Im Heinz-Fall entschied das Gericht, dass teilweise Trunkenheit die Bildung einer kriminellen Absicht nicht unmöglich macht und die Beweise nicht ausreichten, um zu beweisen, dass der Angeklagte so betrunken war, dass er keine kriminellen Absichten entwickeln konnte. Das Gericht entschied, dass die erteilte Anweisung keinen Fehler begründen könne. Daher stellte die Erteilung der Anweisung Nr. 30 durch das erstinstanzliche Gericht unter Berücksichtigung der Sachverhalte des Falles unseres Erachtens keinen nachteiligen Fehler dar.

Der Angeklagte macht als Nächstes geltend, dass das erstinstanzliche Gericht einen Fehler begangen habe, als es sich geweigert habe, die vom Angeklagten vorgeschlagene Anweisung C zu erteilen. Die vorgeschlagene Anweisung C lautet wie folgt: „Wenn Sie aufgrund einer überwiegenden Mehrheit feststellen, dass der Angeklagte zum Zeitpunkt der Tötung aufgrund von Trunkenheit oder Geisteskrankheit geschäftsunfähig war.“ Wenn er nicht die Absicht hat, einen Raub oder einen Mord zu begehen, dann müssen Sie den Angeklagten für nicht schuldig erklären.‘ Das erstinstanzliche Gericht lehnte die vorstehende Weisung des Beklagten mit der Begründung ab, dass sie das Gesetz zum Thema Trunkenheit nicht korrekt darstelle.
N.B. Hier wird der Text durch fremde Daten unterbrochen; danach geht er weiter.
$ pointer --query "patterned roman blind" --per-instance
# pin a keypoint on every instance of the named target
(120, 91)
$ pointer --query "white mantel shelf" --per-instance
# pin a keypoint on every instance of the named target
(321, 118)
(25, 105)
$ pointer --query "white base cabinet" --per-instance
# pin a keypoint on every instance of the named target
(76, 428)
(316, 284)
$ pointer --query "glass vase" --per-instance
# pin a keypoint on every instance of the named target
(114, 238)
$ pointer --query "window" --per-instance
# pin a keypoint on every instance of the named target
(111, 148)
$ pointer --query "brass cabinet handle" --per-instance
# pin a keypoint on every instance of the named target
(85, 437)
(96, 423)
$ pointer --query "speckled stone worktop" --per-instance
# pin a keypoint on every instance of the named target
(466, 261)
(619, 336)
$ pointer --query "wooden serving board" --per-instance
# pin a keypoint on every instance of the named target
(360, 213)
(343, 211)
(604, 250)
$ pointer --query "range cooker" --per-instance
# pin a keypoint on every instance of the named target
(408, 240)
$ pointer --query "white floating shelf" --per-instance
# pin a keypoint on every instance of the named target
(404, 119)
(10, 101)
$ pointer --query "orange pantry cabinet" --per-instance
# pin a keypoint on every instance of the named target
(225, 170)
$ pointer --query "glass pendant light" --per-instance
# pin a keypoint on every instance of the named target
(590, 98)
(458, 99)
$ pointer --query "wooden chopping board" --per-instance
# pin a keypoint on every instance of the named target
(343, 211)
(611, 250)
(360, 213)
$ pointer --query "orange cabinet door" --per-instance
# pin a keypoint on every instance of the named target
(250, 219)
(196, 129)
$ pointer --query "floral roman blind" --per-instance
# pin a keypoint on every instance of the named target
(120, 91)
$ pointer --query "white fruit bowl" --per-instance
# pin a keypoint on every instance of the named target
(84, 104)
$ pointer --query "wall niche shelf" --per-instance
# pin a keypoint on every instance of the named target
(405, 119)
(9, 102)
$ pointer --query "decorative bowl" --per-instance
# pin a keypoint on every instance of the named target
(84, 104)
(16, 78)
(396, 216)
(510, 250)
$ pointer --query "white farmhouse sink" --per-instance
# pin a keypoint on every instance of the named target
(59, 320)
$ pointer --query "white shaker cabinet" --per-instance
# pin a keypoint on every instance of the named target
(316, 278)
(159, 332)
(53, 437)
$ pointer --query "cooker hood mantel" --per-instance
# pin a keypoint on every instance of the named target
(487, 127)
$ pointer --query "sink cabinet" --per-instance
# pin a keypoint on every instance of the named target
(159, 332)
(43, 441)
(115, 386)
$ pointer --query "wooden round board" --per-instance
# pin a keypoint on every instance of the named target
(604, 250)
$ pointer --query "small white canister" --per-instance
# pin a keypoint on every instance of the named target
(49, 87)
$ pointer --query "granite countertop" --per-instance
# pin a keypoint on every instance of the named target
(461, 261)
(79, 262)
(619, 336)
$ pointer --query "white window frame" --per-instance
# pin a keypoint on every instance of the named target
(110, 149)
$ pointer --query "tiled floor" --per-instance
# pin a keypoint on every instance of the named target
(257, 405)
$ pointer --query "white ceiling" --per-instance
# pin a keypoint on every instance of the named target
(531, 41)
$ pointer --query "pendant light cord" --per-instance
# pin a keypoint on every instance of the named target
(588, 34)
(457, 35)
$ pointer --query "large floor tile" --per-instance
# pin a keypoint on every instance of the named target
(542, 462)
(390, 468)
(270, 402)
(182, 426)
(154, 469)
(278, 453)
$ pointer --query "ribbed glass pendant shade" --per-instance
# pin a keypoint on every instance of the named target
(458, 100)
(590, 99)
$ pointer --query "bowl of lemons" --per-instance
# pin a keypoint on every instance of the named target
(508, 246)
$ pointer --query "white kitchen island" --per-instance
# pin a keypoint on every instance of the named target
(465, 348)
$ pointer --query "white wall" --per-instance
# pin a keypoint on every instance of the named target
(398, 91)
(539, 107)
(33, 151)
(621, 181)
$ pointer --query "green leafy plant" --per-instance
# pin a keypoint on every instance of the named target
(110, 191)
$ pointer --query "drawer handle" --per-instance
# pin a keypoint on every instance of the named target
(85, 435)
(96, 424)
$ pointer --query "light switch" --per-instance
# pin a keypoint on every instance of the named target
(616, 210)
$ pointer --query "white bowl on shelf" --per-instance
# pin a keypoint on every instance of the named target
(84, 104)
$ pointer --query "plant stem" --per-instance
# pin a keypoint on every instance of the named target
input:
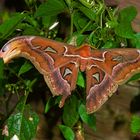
(71, 24)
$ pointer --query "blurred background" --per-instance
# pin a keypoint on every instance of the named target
(113, 119)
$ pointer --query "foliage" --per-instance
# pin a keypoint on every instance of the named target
(76, 22)
(135, 124)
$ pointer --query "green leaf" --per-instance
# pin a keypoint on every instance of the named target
(1, 69)
(51, 102)
(70, 111)
(124, 28)
(29, 84)
(51, 8)
(80, 80)
(25, 68)
(90, 13)
(2, 78)
(9, 26)
(136, 41)
(67, 132)
(135, 124)
(22, 123)
(89, 119)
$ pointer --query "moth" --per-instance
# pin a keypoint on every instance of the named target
(60, 63)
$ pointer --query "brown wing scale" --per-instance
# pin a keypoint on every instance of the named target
(59, 63)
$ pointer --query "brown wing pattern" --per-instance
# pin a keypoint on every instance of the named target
(109, 69)
(59, 63)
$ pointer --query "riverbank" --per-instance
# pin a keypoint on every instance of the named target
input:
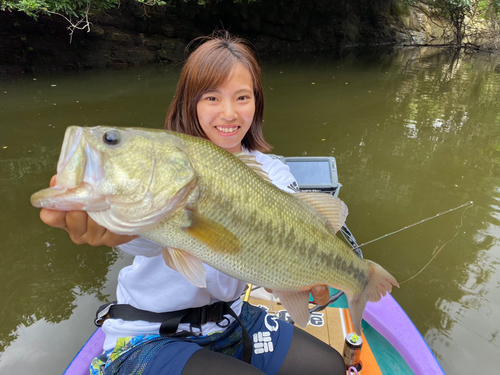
(134, 35)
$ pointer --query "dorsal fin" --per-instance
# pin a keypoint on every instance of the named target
(331, 208)
(254, 165)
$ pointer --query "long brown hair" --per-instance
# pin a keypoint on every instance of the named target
(207, 68)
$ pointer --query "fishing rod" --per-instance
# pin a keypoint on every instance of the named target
(415, 224)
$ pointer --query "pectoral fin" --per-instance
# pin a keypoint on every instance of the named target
(297, 305)
(331, 208)
(187, 264)
(212, 234)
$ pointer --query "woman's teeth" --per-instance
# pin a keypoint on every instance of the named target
(227, 130)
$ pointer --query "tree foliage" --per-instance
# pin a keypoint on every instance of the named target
(79, 8)
(464, 16)
(75, 8)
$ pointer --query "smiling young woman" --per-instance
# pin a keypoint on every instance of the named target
(219, 97)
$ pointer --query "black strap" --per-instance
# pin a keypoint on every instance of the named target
(170, 320)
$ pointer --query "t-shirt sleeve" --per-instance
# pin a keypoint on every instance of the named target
(278, 172)
(141, 246)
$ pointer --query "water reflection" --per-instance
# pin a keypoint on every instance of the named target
(414, 131)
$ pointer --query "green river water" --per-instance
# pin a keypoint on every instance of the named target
(415, 132)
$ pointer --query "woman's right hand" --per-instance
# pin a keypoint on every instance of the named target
(81, 228)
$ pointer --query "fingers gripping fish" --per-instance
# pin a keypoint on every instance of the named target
(203, 204)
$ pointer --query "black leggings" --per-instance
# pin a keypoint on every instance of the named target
(307, 355)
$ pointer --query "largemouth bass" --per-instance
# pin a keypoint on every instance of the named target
(203, 204)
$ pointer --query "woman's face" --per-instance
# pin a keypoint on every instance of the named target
(226, 113)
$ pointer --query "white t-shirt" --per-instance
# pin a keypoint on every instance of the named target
(149, 284)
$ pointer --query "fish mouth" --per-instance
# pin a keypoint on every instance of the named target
(78, 170)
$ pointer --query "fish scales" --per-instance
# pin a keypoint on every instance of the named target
(204, 204)
(255, 211)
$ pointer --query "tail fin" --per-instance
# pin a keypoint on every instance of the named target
(379, 283)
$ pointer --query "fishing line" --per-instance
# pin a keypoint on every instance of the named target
(441, 248)
(468, 204)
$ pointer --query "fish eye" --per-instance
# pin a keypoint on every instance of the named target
(112, 137)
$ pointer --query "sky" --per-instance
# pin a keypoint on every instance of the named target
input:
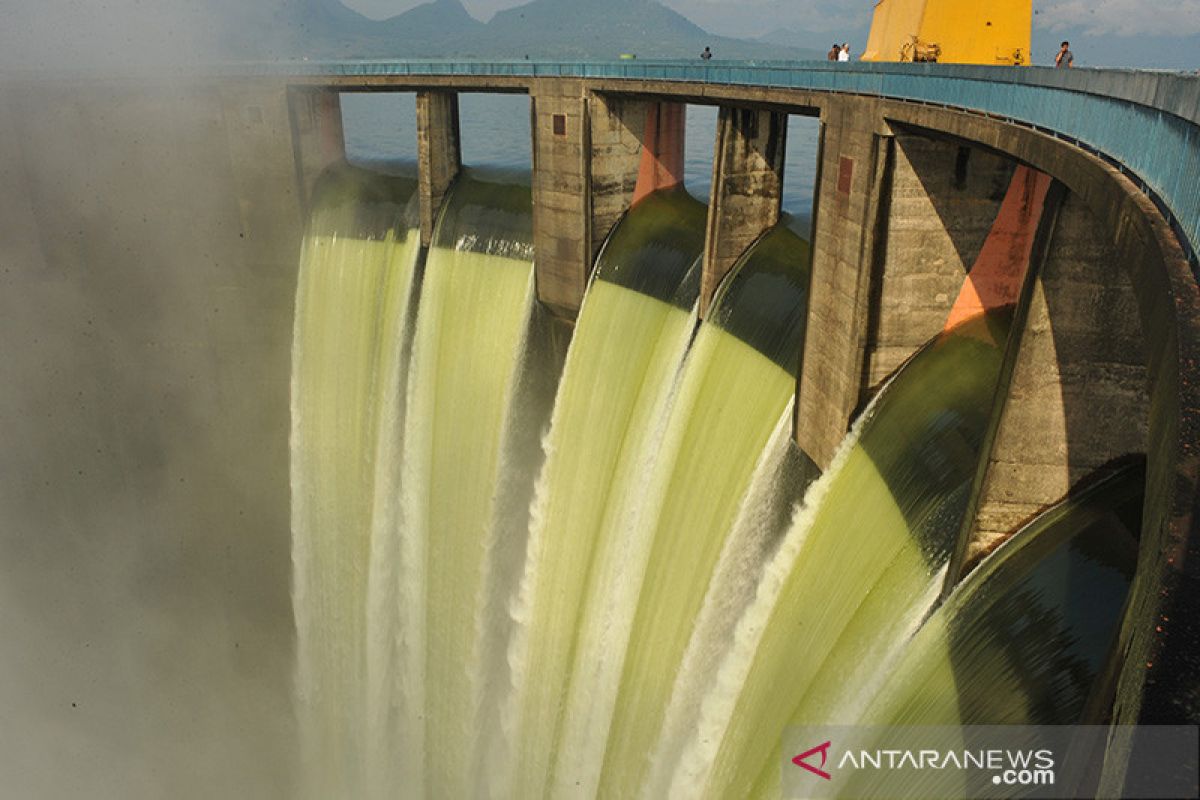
(750, 18)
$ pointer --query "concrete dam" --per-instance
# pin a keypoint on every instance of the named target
(447, 482)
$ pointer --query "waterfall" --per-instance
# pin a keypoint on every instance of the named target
(617, 575)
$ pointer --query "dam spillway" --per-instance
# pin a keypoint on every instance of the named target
(222, 298)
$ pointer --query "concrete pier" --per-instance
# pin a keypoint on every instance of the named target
(317, 136)
(849, 214)
(438, 154)
(561, 198)
(174, 360)
(748, 190)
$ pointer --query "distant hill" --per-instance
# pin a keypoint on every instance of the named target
(541, 29)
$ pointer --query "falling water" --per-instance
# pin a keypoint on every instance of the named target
(357, 274)
(618, 383)
(639, 603)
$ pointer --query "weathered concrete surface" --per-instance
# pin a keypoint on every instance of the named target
(438, 154)
(1078, 397)
(317, 136)
(618, 127)
(855, 145)
(637, 148)
(942, 200)
(748, 190)
(561, 198)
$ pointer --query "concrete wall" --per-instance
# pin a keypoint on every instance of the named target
(748, 190)
(849, 214)
(942, 199)
(561, 198)
(1079, 394)
(438, 154)
(317, 137)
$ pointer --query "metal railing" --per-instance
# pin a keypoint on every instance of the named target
(1146, 122)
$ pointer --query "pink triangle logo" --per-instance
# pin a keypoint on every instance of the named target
(799, 761)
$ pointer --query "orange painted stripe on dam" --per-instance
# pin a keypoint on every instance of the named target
(995, 278)
(663, 149)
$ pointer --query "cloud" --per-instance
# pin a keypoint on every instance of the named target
(1121, 17)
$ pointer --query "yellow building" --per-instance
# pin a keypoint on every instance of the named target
(951, 31)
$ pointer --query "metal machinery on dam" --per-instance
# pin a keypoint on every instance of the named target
(1085, 182)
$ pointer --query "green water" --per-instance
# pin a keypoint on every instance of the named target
(859, 565)
(732, 397)
(477, 300)
(357, 275)
(637, 607)
(631, 335)
(1026, 637)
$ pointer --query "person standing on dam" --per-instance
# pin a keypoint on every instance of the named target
(1065, 59)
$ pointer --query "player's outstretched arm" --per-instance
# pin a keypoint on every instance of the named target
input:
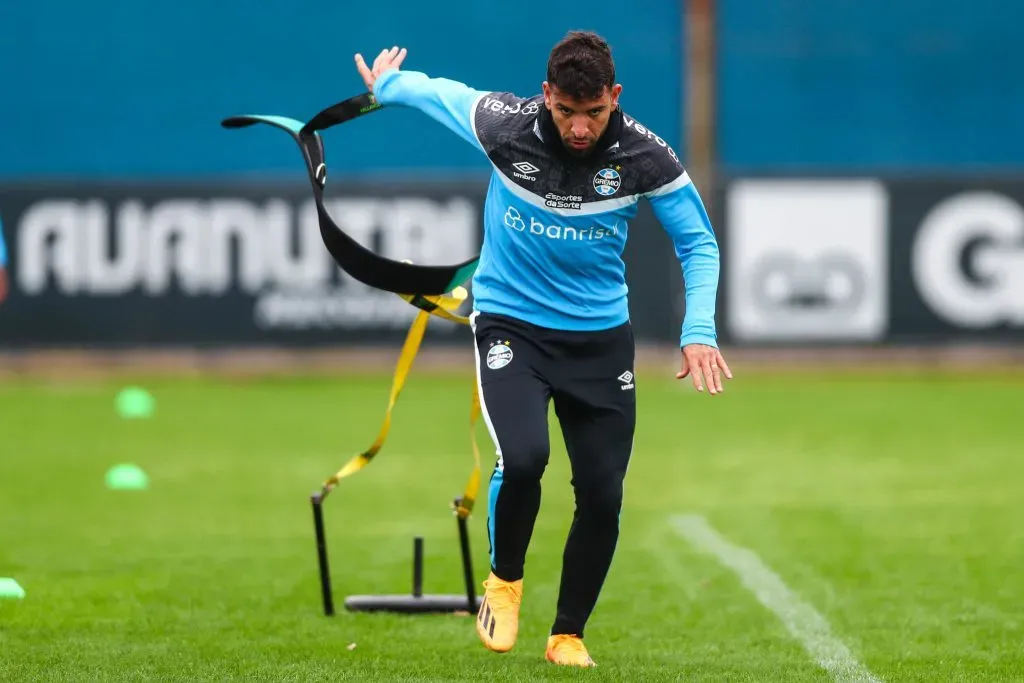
(681, 212)
(448, 101)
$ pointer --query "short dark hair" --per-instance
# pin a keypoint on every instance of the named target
(581, 66)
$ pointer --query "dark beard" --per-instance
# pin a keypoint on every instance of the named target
(553, 139)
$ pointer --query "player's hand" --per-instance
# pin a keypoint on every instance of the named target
(386, 60)
(706, 366)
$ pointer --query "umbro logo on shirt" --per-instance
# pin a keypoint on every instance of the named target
(524, 170)
(627, 380)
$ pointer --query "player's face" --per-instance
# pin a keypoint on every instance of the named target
(581, 122)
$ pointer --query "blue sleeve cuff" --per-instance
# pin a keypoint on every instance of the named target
(685, 340)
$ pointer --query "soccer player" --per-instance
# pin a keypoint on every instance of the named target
(3, 266)
(550, 316)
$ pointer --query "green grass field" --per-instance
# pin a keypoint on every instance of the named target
(892, 505)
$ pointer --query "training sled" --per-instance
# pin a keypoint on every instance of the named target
(412, 603)
(435, 291)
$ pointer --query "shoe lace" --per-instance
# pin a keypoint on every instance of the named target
(568, 642)
(503, 593)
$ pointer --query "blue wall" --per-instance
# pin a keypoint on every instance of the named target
(128, 89)
(870, 84)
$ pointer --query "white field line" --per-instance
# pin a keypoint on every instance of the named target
(803, 622)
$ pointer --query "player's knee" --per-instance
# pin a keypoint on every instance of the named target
(600, 496)
(524, 461)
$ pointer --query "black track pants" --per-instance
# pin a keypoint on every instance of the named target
(589, 375)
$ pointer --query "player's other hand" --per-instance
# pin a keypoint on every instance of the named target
(387, 59)
(706, 366)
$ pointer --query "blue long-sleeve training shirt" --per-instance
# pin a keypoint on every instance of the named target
(555, 226)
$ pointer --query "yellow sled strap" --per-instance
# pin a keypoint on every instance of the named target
(442, 306)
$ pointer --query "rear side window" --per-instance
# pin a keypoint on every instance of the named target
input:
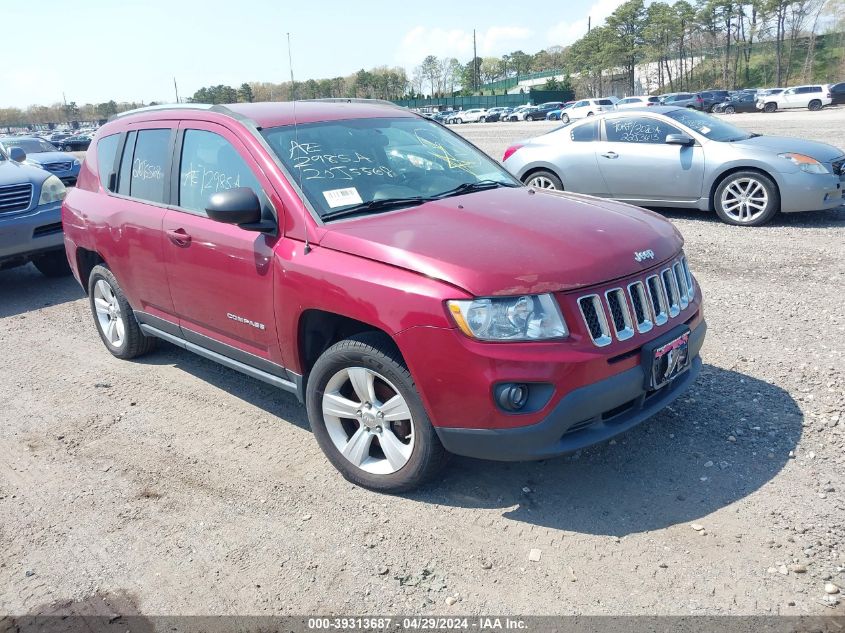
(106, 150)
(150, 165)
(210, 164)
(585, 133)
(126, 164)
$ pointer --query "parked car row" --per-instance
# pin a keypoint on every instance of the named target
(694, 161)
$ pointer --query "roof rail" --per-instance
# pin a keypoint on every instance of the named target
(175, 106)
(383, 102)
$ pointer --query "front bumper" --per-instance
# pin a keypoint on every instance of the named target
(30, 232)
(585, 416)
(800, 191)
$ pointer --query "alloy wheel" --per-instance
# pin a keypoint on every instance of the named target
(368, 420)
(541, 182)
(744, 200)
(108, 313)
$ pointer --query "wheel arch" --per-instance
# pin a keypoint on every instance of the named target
(85, 262)
(534, 168)
(720, 178)
(318, 330)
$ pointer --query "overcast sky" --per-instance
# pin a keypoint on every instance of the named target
(130, 50)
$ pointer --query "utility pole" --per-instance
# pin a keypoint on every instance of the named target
(474, 64)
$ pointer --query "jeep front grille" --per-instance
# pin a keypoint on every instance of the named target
(643, 304)
(15, 198)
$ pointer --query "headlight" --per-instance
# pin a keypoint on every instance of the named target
(525, 318)
(52, 190)
(805, 163)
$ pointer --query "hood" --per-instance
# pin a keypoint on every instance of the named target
(511, 241)
(12, 173)
(42, 158)
(822, 152)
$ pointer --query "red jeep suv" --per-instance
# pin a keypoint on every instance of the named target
(415, 296)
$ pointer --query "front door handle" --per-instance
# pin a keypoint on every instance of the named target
(179, 237)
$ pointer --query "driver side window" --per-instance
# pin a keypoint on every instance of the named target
(210, 164)
(638, 130)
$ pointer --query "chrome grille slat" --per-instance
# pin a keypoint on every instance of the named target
(619, 313)
(658, 300)
(670, 287)
(593, 313)
(681, 282)
(15, 198)
(639, 301)
(645, 303)
(690, 283)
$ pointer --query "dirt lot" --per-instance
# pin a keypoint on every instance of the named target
(174, 486)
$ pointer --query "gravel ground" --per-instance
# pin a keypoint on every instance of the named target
(171, 485)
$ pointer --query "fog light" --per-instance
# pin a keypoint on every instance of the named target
(512, 396)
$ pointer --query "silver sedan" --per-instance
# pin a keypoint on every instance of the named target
(677, 157)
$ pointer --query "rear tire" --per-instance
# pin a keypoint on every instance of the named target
(385, 455)
(52, 264)
(544, 179)
(114, 317)
(746, 198)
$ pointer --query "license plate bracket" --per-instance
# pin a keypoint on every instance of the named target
(666, 358)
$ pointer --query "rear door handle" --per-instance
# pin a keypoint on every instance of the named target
(179, 237)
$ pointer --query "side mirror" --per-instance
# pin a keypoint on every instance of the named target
(680, 139)
(234, 206)
(242, 207)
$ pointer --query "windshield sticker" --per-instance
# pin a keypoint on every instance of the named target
(342, 197)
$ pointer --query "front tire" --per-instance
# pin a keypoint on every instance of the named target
(368, 418)
(52, 264)
(544, 179)
(747, 198)
(114, 317)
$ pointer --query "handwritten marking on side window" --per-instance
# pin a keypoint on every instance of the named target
(638, 132)
(145, 170)
(205, 179)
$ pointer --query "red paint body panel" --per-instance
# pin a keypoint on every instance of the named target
(393, 271)
(511, 241)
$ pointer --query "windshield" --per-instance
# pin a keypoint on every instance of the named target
(708, 126)
(30, 145)
(367, 164)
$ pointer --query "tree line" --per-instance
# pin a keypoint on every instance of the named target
(662, 47)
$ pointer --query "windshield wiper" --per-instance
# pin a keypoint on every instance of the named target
(469, 187)
(373, 206)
Der Beklagte macht geltend, dass diese Anweisung das Gesetz richtig wiedergibt und zitiert zur Stützung seines Vorschlags 23 C.J.S., Seite 757, und die zahlreichen Zitate darunter. Eine sorgfältige Prüfung der Fälle, die der Angeklagte zur Stützung seines Vorschlags angeführt hat, ergab, dass es sich bei den den Angeklagten zur Last gelegten Straftaten nicht um Straftaten handelte, bei denen eine geringere Straftat keine Vorsatz erforderte. Im Anwaltsfall wird darauf hingewiesen, dass den Geschworenen die auf Wunsch des Angeklagten erteilte Weisung Nr. 8 sowie Weisungen zu allen geringeren Tatbeständen des Mordverbrechens erteilt wurden. Zu diesen Weisungen gehörte auch die Weisung Nr. 24 über fahrlässige Tötung, die ausdrücklich festlegt, dass die unbeabsichtigte Tötung eines Menschen bei der Begehung einer rechtswidrigen Handlung oder einer rechtmäßigen Handlung, die auf rechtswidrige Weise wahrscheinlich zu solchen Folgen führen könnte, unfreiwillig ist Totschlag.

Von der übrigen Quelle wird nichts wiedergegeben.